I want to combine about 50 data sets; the first two variables are city names. For some of the names, they have diffrent spellings. Like they put 'Sarasota/Bradenton, FL' the same as 'Sarasota, FL'. So some of the data sets have 'Sarasota/Bradenton, FL' while some 'Sarasota, FL'. In order to make them look exactly the same, I should do two things:

1. find how many data sets have 'Sarasota/Bradenton, FL' and how many data sets have 'Sarasota, FL';

2. try to use command to unify these two terms-either change it into 'Sarasota/Bradenton, FL' or the other way around.

Could someone help me this out?

Thanks a lot!

art297 · Posted 11-03-2011 12:18 AM

Are they SAS files already or are you importing spreadsheets or delimited files or what? I would be surprised if the above example is the only problem you have. Misspellings, abbreviations and punctuation are also common problems in such tasks.

sos · Posted 11-03-2011 01:19 AM

They are sas files. I did not realize the problem before I imported them into SAS.
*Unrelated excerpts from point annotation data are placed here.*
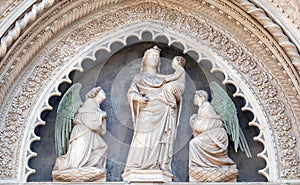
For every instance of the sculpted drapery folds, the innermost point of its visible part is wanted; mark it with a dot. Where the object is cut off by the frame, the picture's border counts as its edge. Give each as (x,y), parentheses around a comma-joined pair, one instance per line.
(85,159)
(208,149)
(155,102)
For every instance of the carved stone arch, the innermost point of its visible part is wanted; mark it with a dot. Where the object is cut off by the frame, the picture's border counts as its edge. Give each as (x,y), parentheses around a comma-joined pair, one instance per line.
(249,61)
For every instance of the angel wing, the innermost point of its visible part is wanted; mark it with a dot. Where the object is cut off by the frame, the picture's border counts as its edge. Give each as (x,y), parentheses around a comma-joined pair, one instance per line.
(224,106)
(66,110)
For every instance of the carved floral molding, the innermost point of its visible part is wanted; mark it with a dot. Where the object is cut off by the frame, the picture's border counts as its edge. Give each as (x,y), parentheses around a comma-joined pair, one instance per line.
(274,92)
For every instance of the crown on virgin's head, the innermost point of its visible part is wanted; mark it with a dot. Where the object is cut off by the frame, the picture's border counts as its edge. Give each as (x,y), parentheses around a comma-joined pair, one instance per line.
(155,48)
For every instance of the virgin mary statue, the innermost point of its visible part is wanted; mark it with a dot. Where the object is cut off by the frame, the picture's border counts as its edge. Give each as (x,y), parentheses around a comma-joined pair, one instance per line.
(154,119)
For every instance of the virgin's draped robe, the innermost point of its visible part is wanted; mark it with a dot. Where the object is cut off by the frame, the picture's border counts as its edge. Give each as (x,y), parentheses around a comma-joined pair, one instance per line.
(209,146)
(155,125)
(86,147)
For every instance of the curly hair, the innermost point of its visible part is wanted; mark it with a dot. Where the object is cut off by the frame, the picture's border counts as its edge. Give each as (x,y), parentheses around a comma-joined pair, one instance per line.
(93,92)
(181,61)
(202,93)
(146,54)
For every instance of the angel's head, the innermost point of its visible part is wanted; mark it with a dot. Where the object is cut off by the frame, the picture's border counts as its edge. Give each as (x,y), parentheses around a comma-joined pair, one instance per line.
(178,61)
(97,93)
(200,96)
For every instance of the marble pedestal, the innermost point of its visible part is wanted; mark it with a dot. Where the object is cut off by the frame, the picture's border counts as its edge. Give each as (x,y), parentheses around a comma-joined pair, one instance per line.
(147,176)
(221,174)
(86,174)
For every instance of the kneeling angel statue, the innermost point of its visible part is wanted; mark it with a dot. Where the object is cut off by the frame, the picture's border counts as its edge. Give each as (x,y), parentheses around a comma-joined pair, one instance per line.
(81,149)
(208,160)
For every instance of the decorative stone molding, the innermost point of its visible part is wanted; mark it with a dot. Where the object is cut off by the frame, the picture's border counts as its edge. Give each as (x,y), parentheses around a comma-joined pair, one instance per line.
(274,28)
(21,24)
(291,9)
(7,7)
(269,92)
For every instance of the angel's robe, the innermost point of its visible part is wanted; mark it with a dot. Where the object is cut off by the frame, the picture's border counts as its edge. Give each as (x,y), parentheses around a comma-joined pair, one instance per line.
(86,146)
(155,125)
(208,148)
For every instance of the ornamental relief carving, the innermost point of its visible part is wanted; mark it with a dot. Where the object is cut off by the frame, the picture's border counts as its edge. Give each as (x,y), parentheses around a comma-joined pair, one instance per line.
(290,9)
(182,21)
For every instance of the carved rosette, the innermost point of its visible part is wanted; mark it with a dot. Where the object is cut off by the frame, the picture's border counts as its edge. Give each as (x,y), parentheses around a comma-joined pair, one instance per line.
(47,64)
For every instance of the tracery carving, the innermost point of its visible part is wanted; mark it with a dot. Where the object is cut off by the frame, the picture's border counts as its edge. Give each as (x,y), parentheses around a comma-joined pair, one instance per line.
(206,33)
(290,9)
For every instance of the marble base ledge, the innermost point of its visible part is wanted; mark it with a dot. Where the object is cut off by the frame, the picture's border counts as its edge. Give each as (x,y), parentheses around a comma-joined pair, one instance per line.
(151,176)
(87,174)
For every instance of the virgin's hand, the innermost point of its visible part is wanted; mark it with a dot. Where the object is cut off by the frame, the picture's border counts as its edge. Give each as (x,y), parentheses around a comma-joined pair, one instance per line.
(141,99)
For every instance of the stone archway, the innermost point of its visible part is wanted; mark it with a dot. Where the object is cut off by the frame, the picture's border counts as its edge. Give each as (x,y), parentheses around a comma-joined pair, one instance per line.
(247,55)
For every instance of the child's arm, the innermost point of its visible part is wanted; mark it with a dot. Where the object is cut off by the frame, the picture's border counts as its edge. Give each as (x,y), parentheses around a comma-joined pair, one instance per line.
(179,71)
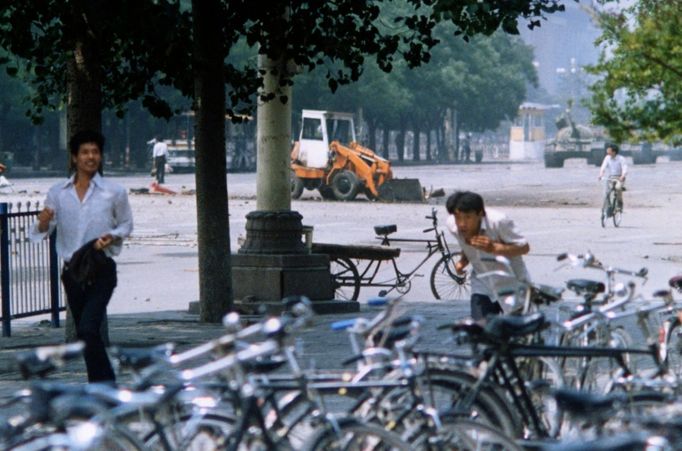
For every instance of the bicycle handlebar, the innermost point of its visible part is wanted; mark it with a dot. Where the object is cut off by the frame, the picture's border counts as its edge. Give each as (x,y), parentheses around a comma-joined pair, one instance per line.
(588,260)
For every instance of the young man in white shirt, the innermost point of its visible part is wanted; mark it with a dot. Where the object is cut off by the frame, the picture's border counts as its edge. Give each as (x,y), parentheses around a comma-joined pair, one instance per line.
(160,153)
(88,210)
(485,233)
(615,168)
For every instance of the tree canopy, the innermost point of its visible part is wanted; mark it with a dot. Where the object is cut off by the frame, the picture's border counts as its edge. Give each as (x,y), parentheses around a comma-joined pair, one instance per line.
(147,44)
(639,92)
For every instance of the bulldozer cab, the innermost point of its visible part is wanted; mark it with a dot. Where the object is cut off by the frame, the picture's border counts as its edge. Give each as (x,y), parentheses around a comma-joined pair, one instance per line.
(318,130)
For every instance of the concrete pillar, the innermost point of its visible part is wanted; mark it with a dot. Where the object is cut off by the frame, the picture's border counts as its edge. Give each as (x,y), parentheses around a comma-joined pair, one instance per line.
(273,140)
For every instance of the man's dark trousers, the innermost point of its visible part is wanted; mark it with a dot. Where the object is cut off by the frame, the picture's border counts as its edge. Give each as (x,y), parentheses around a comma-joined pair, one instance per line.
(482,306)
(160,163)
(88,303)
Since I use the following code:

Data one;

input city1 :$3. city2 :$3. pass;

datalines;

chi det 3

chi ks 4

la dc 5

la chi 6

;

proc sort; by city1 city2; run;

data two;

input city1 :$3. city2 :$3. pass;

datalines;

chi det 13

chi ks 14

chi dc 6

la dc 51

la chi 16

;

run;

proc sort; by city1 city2; run;

/*combine the data sets by city1 and city2. Rename the PASS variables so they aren't overwritten*/

Data total;

merge one (in=in1 rename=(pass=pass1)) two(in=in2 rename=(pass = pass2));

by city1 city2;

if in1 and in2;

run;

proc print; run;

I need to make sure the observation in 'city1' and 'city2' are exactly the same, right?

Thanks!

LinusH · Posted 11-03-2011 09:00 AM

If this is a large warehouse implementation, it could be a work for DataFlux/SAS DQ Server.
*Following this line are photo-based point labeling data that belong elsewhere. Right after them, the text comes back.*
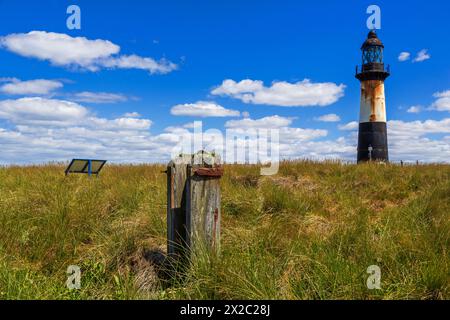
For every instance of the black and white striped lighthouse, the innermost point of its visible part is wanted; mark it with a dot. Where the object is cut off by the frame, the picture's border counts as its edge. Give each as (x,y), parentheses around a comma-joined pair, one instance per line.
(372,136)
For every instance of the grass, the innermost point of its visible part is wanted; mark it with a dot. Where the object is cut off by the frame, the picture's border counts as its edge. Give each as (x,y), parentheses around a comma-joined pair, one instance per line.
(309,232)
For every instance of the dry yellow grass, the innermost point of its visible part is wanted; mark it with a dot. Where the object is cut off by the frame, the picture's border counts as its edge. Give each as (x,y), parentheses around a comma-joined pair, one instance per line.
(309,232)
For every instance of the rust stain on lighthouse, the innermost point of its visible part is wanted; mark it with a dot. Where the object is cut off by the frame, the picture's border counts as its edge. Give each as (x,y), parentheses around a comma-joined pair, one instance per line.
(372,101)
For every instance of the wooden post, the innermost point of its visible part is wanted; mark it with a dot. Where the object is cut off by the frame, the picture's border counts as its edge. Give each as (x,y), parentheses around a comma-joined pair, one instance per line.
(193,206)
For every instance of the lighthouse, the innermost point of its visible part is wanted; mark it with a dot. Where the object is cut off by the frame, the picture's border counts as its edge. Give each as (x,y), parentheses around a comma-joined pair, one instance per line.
(372,135)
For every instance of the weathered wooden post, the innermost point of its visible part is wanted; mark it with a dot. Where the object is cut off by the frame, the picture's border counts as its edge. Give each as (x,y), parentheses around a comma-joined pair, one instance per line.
(193,206)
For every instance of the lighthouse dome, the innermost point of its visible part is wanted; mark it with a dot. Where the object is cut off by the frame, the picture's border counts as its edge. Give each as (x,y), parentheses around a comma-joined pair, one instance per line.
(372,40)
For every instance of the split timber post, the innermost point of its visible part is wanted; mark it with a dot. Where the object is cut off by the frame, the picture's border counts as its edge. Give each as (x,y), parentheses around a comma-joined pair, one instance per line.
(193,204)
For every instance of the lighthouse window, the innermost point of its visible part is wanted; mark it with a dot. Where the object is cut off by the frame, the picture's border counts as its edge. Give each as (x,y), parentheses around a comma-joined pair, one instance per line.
(373,55)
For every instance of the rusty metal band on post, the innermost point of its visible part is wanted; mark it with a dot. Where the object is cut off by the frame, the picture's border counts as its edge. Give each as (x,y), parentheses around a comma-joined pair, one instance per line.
(214,172)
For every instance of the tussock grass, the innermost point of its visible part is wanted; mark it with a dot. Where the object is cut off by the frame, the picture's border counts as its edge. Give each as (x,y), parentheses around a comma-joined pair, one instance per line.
(309,232)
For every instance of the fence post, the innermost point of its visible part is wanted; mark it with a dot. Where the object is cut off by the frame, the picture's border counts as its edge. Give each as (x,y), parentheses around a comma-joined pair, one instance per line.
(193,203)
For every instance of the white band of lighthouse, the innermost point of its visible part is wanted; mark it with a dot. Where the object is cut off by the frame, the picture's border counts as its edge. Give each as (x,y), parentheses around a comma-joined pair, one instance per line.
(372,135)
(372,106)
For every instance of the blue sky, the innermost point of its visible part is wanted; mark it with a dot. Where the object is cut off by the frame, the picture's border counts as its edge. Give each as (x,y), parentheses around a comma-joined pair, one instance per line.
(111,89)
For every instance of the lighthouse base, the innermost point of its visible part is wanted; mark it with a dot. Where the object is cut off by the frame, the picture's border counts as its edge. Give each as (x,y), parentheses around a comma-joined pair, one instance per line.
(372,142)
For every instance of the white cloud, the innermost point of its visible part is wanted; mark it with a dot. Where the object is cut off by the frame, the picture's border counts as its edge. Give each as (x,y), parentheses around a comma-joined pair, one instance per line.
(422,55)
(404,56)
(56,130)
(41,111)
(132,115)
(98,97)
(443,101)
(203,109)
(349,126)
(418,128)
(329,118)
(414,109)
(136,62)
(63,50)
(30,87)
(299,94)
(266,122)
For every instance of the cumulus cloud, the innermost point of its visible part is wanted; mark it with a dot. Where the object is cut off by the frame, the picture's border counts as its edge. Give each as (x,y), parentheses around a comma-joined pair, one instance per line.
(422,55)
(329,118)
(349,126)
(63,50)
(203,109)
(442,102)
(30,87)
(404,56)
(132,115)
(300,94)
(98,97)
(42,112)
(414,109)
(266,122)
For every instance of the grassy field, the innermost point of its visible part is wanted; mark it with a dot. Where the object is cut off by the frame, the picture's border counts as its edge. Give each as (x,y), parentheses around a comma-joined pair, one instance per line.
(309,232)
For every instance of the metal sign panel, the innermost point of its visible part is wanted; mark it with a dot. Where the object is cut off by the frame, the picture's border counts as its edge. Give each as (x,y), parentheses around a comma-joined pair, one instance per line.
(87,166)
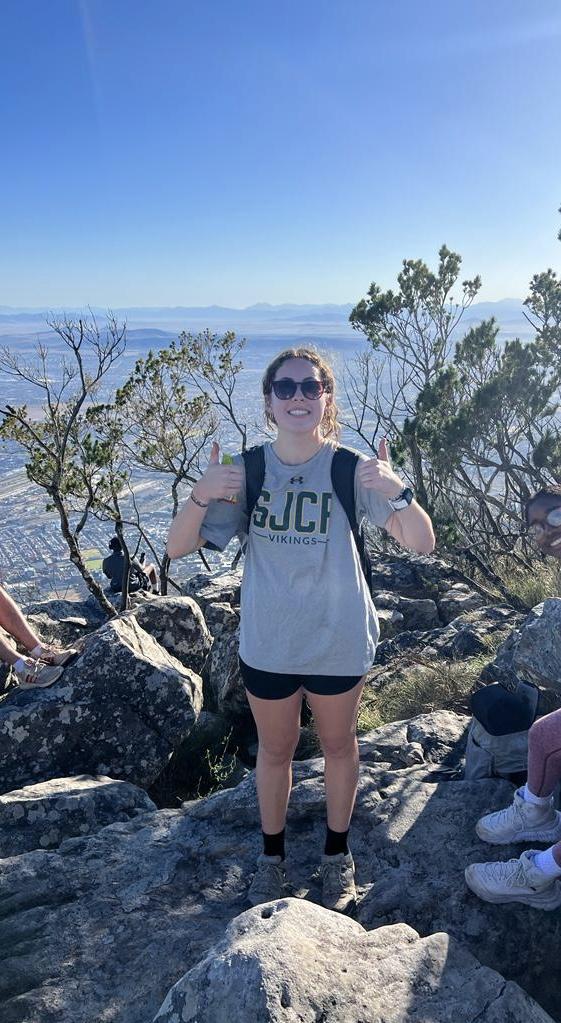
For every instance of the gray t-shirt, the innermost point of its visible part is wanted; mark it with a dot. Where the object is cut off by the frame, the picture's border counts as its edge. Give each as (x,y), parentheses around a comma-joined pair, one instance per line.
(305,606)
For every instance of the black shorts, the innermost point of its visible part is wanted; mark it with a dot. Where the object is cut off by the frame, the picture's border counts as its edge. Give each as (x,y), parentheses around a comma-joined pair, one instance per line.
(274,685)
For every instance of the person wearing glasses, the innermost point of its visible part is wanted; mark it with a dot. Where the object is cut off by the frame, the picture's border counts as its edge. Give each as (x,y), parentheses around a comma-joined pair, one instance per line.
(308,626)
(534,877)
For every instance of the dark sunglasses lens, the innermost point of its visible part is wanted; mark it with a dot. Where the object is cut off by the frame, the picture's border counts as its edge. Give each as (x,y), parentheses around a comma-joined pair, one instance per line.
(284,389)
(312,389)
If not, you need to do sopmething by hand.

If this job is repetitive, I would build a macro that searches all your tables in specified columns for you search string, in you case it would be 'Sarasota'. When found, report it to a table, from which you could do a summary report or whatever you want to do.

/Linus

Data never sleeps

art297 · Posted 11-03-2011 09:22 AM

I agree with Linus that it depends on how huge of an effort it is. If it isn't a large implementation, and just a one time thing, I would simply:

1. create one large dataset by just setting all of the files within one datastep.

2. do two proc sort nodupkeys on that file using the two city variables (as the by variable) for each, respectively

3. manually review the file to see just how many such errors exist

4. create new city variables using such techniques as proc format, only capturing the start of city names, or the various proximity functions (complev, comged, soundex, etc.) depending upon the nature of what you find as a result of the previous steps.
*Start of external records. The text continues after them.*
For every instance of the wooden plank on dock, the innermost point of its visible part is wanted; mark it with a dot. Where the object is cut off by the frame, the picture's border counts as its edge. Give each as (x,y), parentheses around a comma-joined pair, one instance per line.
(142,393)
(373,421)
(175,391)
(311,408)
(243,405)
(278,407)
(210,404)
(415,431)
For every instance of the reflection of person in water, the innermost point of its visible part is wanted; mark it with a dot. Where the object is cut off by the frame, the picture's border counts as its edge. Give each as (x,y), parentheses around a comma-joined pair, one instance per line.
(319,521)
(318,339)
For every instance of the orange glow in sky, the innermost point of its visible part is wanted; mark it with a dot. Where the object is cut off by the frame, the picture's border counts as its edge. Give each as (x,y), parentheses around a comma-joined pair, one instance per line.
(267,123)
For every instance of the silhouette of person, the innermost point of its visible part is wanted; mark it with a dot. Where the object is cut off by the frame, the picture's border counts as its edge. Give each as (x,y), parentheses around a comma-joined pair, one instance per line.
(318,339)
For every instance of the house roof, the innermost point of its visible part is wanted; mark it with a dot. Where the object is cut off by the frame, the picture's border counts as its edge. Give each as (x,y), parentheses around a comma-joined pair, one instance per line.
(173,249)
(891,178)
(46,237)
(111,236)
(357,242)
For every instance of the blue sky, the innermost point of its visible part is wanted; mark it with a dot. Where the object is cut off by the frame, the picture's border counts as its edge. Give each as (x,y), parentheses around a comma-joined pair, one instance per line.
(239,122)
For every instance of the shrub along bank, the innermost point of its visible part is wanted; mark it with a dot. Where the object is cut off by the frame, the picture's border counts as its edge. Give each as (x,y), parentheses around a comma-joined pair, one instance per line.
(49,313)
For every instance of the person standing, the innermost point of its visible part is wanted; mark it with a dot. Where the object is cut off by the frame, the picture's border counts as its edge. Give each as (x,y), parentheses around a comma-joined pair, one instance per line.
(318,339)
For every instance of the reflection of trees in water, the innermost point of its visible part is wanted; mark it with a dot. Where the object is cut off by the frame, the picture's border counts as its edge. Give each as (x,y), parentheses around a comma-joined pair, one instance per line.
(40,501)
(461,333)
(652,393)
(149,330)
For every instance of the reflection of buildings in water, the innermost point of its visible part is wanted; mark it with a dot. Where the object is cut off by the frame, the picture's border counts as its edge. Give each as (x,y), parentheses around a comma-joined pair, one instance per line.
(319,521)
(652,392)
sos · Posted 11-03-2011 06:22 PM

Actually, I tried that 'set' procedure, which combines all the data sets. I use 'findw' to unify the spellings of the city names. It is not that hard since it is in one big data set. But there is no way that we can split the big data set into 50 original ones, right? Can we go back to the original data sets after correcting the names of cities?

My case is like this: I have 50 years of data sets, with each year as a data set. I want to combine this 50 data sets into a panel one. Since those 50 data sets do not have the same amount of cities, I want keep the overlap of the cities in the final big data set. Ideally, my final data set would be a balanced panel with 50 time periods.

Thanks!

art297 · Posted 11-03-2011 06:35 PM

Not to interfere with the latest suggestion(s) you were offered but, in answer to your question, why not? One can always analyze files to discover what approach would be optimal.

The only problem with going back and forth is the question of how long it takes. Unless one deletes or corrupts their files, there is no reason one can't take multiple passes through them unless doing so is economically infeasable in itself.

sos · Posted 11-03-2011 09:14 PM

Right. I can do it. But I have to implement the same procedure for 50 times. Is there an easier way to do it? Like to split the corrected big total data set into 50 smaller data sets with other variables the same as before?

Thanks!

art297 · Posted 11-03-2011 11:04 PM

You've never (that I remember at least) mentioned how big the datasets are. How many records would you guess would be in all 50 files combined?

ballardw · Posted 11-03-2011 01:28 PM

Do you by any chance have ZIP codes in the data? If so you might find the ZIPCITY function helpful.

If not restricing a search in the SASHELP.ZIP code data set to your state(s) of interest and LIKE or SOUNDEX functions to get a consistent name may be possible.

sos · Posted 11-03-2011 06:24 PM

Thanks for your suggestion. I will try it.